Fall from the conning crag, that springs

Above the Universe of Things,

Into the dark impertinence

Of the mirrored lies of sense.

Yet, when I sought the stars to espy

And rede the runes of destiny,

Mine eyes their wonted office failed,

So diligently God had veiled

Me from myself! I could not hear

The drone and rustle of the weir.

No help in that world or in this!

I was alone in the abyss.

 

IV

No Whence! no Whither! and no Why!

Not even Who evokes reply.

No vision and no voice repay

My will to watch, my will to pray.

Vain is the consecrated vesture;

Vain the high and holy gesture;

Vain the proven and perfect spell

Enchanting heaven, enchaining hell.

Unyoked the horses from the car

Wherein I waged celestial war:

Mine angel sheathes again his sword

At the Interdiction of the Lord.

Even hell is shut, lest spite and strife

Should show my soul a way to life.

 

Hope dies; faith flickers and is gone.

Love weeps, then turns its soul to stone.

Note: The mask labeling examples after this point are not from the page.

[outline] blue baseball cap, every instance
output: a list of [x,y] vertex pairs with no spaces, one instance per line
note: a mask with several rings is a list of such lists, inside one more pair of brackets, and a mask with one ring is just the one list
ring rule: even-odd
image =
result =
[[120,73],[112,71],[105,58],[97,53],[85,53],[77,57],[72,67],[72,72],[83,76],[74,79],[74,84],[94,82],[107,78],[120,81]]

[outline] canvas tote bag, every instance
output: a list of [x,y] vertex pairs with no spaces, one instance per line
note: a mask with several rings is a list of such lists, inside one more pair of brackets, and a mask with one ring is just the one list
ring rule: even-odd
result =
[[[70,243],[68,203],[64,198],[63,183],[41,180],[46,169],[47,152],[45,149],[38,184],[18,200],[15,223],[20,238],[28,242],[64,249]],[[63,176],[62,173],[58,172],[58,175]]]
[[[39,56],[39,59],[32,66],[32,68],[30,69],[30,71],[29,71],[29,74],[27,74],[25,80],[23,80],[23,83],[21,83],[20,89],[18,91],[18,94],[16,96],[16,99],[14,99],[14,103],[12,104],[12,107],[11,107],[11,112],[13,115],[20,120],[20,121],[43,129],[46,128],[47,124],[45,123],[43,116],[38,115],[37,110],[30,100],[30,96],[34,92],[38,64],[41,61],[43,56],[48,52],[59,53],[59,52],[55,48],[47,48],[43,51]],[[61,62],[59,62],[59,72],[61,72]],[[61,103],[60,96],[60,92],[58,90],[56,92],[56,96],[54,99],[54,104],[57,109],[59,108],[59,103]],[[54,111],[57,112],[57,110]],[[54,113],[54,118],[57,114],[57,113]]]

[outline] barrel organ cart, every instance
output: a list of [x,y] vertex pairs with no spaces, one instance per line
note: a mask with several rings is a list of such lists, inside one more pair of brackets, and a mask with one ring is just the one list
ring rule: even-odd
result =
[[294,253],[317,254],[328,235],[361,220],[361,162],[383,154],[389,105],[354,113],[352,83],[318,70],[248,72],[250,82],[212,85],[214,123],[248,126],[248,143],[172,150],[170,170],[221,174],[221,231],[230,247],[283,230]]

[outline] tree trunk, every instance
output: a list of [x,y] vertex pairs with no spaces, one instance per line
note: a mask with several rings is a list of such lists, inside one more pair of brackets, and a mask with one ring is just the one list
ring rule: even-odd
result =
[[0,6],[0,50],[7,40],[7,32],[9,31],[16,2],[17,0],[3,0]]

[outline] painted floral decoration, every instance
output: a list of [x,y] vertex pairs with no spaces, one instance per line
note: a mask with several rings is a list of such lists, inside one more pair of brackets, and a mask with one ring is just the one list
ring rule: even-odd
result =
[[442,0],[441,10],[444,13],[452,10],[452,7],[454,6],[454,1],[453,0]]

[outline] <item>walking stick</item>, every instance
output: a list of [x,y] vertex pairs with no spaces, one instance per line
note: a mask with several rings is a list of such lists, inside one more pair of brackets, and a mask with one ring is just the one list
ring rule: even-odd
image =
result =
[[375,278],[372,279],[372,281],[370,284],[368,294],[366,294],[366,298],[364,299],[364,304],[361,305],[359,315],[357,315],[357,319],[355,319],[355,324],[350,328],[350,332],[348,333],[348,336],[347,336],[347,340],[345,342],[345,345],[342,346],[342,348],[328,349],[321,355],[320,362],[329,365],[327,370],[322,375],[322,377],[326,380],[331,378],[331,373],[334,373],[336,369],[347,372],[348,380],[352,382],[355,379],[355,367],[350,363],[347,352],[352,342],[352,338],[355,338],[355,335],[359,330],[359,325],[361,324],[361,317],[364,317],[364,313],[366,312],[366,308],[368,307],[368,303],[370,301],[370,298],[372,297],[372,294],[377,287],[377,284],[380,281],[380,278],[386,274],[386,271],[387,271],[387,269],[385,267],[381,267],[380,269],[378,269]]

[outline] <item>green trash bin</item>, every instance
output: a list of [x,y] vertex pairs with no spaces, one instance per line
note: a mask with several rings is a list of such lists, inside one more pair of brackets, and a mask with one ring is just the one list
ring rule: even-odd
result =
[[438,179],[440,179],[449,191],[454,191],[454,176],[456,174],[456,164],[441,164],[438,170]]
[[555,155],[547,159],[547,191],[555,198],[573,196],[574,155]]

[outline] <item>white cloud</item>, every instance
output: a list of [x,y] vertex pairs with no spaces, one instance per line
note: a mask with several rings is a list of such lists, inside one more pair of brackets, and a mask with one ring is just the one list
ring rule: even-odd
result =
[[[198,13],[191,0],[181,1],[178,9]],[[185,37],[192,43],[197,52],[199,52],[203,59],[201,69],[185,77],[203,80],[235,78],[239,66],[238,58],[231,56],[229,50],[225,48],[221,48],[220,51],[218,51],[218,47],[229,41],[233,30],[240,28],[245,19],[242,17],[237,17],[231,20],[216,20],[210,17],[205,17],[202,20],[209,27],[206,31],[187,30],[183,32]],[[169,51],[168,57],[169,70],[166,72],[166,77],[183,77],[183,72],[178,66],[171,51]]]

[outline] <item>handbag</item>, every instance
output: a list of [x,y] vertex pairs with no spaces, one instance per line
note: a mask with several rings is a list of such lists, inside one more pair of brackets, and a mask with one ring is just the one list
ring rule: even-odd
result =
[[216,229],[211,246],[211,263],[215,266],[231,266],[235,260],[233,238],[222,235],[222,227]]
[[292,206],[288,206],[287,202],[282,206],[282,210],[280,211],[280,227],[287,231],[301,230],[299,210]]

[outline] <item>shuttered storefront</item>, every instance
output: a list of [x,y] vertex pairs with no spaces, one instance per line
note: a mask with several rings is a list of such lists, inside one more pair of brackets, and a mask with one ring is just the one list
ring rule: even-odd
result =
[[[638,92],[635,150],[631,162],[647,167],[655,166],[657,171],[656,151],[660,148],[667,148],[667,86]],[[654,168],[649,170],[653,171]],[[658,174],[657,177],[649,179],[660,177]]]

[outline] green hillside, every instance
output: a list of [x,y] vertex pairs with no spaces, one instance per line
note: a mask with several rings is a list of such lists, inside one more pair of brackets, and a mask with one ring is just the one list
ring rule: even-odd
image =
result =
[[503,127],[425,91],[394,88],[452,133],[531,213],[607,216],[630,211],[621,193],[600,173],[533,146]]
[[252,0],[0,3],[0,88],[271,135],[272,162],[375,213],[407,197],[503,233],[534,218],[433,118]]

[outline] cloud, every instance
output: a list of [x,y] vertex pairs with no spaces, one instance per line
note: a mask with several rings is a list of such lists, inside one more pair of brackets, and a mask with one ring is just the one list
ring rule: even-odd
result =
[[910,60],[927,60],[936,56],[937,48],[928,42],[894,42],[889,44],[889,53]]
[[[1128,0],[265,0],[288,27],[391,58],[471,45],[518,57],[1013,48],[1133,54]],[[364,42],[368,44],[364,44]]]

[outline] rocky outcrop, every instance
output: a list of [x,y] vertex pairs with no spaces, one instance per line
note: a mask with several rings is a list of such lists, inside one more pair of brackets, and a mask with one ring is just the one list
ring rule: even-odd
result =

All nearest, highest, holiest things

Drop off; the soul must lose her wings,

And, crippled, find, with no one clue

The infinite maze to travel through,

The goal unguessed, the path untrod,

And stand unhelmed, unarmed, unshod,

Naked before the Unknown God.

Oh! stertorous, oh! strangling strife

That cleaves to love, that clings to life!

The Will is broken, falls afar

Extinct as an accursèd star.

The Self, one moment held behind,

Whirls like a dead leaf in the wind

Down the Abyss. The soul is drawn

To that Dark Night that is the dawn

Through halls of patience, palaces

Of ever deeper silences,

Æons and æons and æons

Of lampless empyreans

Darker and deeper and holier, caves

Of night unstirred by wind, great graves

Of all that is or could ever be

In Time or Eternity.

 

Drawn, drawn, inevitably spanned,

Tirelessly drawn by some strange hand,

Drawn inward in some sense unkenned

Beyond all to an appointed end,

No end foreseen or hoped, drawn still

Beyond word or will

Into Itself, drawn subtly, deep

Through the dreamless deaths whose shadow is sleep.

Drawn, as dawn shows, to the inmost divine,

To the temple, the nave, the choir, the shrine,

To the altar where in the most holy cup

The wine of its blood may be offered up.

 

Nor is it given to any son of man

To hymn that sacrament, the One in Seven,

Where God and priest and worshipper

Deacon, asperger, thurifer, chorister,

Are one as they were one ere time began,

Are one on earth as they are one in heaven;

Where the soul is given a new name,

Confirming with an oath the same,

And with celestial wine and bread

Is most delicately fed,

Yet suffereth in itself the curse

Of the infinite universe,

Having made its own confession

Of the mystery of transgression;

Where it is wedded solemnly

With the ring of space and eternity,

And where the oil, the Holiest Breath,

With Its first whisper dedicateth

Its new life to a further death.

 

V

I was cold as earth: the night

Had given way. One star hung bright

Over the church, now gray;

I rose up to greet the ray

That thrilled through elm and chestnut, lit

The grass, made diamonds of it,

And bade the weir’s long smile of spray

Leap with laughter for the day.

The birds woke over all the weald;

The sullen peasants slouched afield;

The lilies swayed before the breeze

That murmured matins in the trees;

The trout leapt in the shingly shallows.

Soared skyward the great sun, that hallows

The pagan shrines of labour and light

As the moon consecrates the night.

Labour is corn and love is wine.

And both are blessèd in the shrine;

Nor is he for priest designed

Who partakes only in one kind.

 

Thus musing joyous, twice across

Under the weir I swam, to toss

The spray back; then the meadows claim

The foot’s fleet ecstasy aflame.

And having uttered my thanksgiving

Thus for the sacrament of living,

I lit my pipe, and made my way

To break fast, and the labour of the day.